Studying this function reveals multiple design choices that can impact performance, as it will be revealed by this analysis.

##### 8.5.1.1. Analysis

First, it fetches a list of current registrars from storage and then searches that list for the specified registrar index.

let registrars = <Registrars<T>>::get();
let registrar = registrars.get(reg_index as usize).and_then(Option::as_ref)
.ok_or(Error::<T>::EmptyIndex)?;

Then, it searches for the Identity Info from storage, based on the sender of the transaction.

let mut id = <IdentityOf<T>>::get(&sender).ok_or(Error::<T>::NoIdentity)?;

The Identity Info contains all fields that have a data in them, set by the corresponding owner of the identity, in an ordered form. It then proceeds to search for the specific field type that will be inserted or updated, such as email address. If the entry can be found, the corresponding value is to the value passed on as the function parameters (assuming the registrar is not "stickied", which implies it cannot be changed). If the entry cannot be found, the value is inserted into the index where a matching element can be inserted while maintaining sorted order. This results in memory reallocation, which increases resource consumption.

match id.judgements.binary_search_by_key(&reg_index, |x| x.0) {
Ok(i) => if id.judgements[i].1.is_sticky() {
Err(Error::<T>::StickyJudgement)?
} else {
id.judgements[i] = item
},
Err(i) => id.judgements.insert(i, item),
}

In the end, the function deposits the specified max_fee balance, which can later be redeemed by the registrar. Then, an event is created to insert the Identity Info into storage. The creation of events is lightweight, but its execution is what will actually commit the state changes.

T::Currency::reserve(&sender, registrar.fee)?;
<IdentityOf<T>>::insert(&sender, id);
Self::deposit_event(RawEvent::JudgementRequested(sender, reg_index));
##### 8.5.1.2. Considerations

The following points must be considered:

• Varying count of registrars.

• Varying count of preexisting accounts in storage.

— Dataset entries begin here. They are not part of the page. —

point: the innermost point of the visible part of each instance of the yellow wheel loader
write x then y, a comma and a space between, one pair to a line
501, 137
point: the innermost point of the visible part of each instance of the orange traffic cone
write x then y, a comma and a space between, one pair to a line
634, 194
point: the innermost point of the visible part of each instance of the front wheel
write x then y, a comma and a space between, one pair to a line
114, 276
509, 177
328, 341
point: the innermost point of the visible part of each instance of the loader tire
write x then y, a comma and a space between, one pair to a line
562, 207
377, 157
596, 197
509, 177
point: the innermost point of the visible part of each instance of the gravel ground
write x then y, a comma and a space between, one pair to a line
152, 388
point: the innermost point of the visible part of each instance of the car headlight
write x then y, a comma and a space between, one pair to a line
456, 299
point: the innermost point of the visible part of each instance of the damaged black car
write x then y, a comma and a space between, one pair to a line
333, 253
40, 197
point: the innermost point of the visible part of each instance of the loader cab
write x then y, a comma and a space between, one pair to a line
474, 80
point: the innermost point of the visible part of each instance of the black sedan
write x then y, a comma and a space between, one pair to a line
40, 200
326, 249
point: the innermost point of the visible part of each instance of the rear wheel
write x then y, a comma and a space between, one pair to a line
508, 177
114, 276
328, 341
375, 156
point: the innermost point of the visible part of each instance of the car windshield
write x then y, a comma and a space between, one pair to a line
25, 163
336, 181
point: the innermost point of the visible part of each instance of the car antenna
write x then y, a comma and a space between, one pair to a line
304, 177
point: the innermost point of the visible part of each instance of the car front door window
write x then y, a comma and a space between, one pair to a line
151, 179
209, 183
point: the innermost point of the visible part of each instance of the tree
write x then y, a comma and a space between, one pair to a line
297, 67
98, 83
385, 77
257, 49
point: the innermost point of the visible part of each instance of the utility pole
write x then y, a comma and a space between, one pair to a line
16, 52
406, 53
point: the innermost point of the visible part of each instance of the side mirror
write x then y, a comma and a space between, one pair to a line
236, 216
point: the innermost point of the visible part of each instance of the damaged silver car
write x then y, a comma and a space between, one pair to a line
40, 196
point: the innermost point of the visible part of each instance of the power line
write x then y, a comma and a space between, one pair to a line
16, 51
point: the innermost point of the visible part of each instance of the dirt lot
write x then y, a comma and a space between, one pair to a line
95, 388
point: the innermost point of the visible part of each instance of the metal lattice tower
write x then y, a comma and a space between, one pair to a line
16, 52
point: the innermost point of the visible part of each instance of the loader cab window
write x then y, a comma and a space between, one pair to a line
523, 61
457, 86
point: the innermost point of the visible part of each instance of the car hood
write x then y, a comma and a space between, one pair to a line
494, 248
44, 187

• The specified registrar is searched for in the Identity Info. An identity can be judged by as many registrars as the identity owner issues requests for, therefore increase its footprint in the state storage. Additionally, if a new value gets inserted into the byte array, memory get reallocated. Depending on the size of the Identity Info, the execution time can vary.

• The Identity Info can contain only a few fields or many. It is legitimate to introduce additional weights for changes the owner/sender has influence over, such as the additional fields in the Identity Info.

##### 8.5.1.3. Benchmarking Framework

The Polkadot Runtime specifies the MaxRegistrars constant, which will prevent the list of registrars of reaching an undesired length. This value should have some influence on the benchmarking process.

The benchmarking implementation of for the function $$request\_judgement$$ can be defined as follows:

Algorithm 25 "request_judgement"` Runtime function benchmark

Ensure: $\mathcal{W}$

1:init $collection = \{\}$

2:for $amount \leftarrow 1,MaxRegistrars$ do

3:Generate-Registrars$(amount)$

4:$caller \leftarrow$ Create-Account$("caller", 1)$

5:Set-Balance$(caller, 100)$

6:$time \leftarrow$ Timer$($Request-Judgement$($Random$(amount), 100))$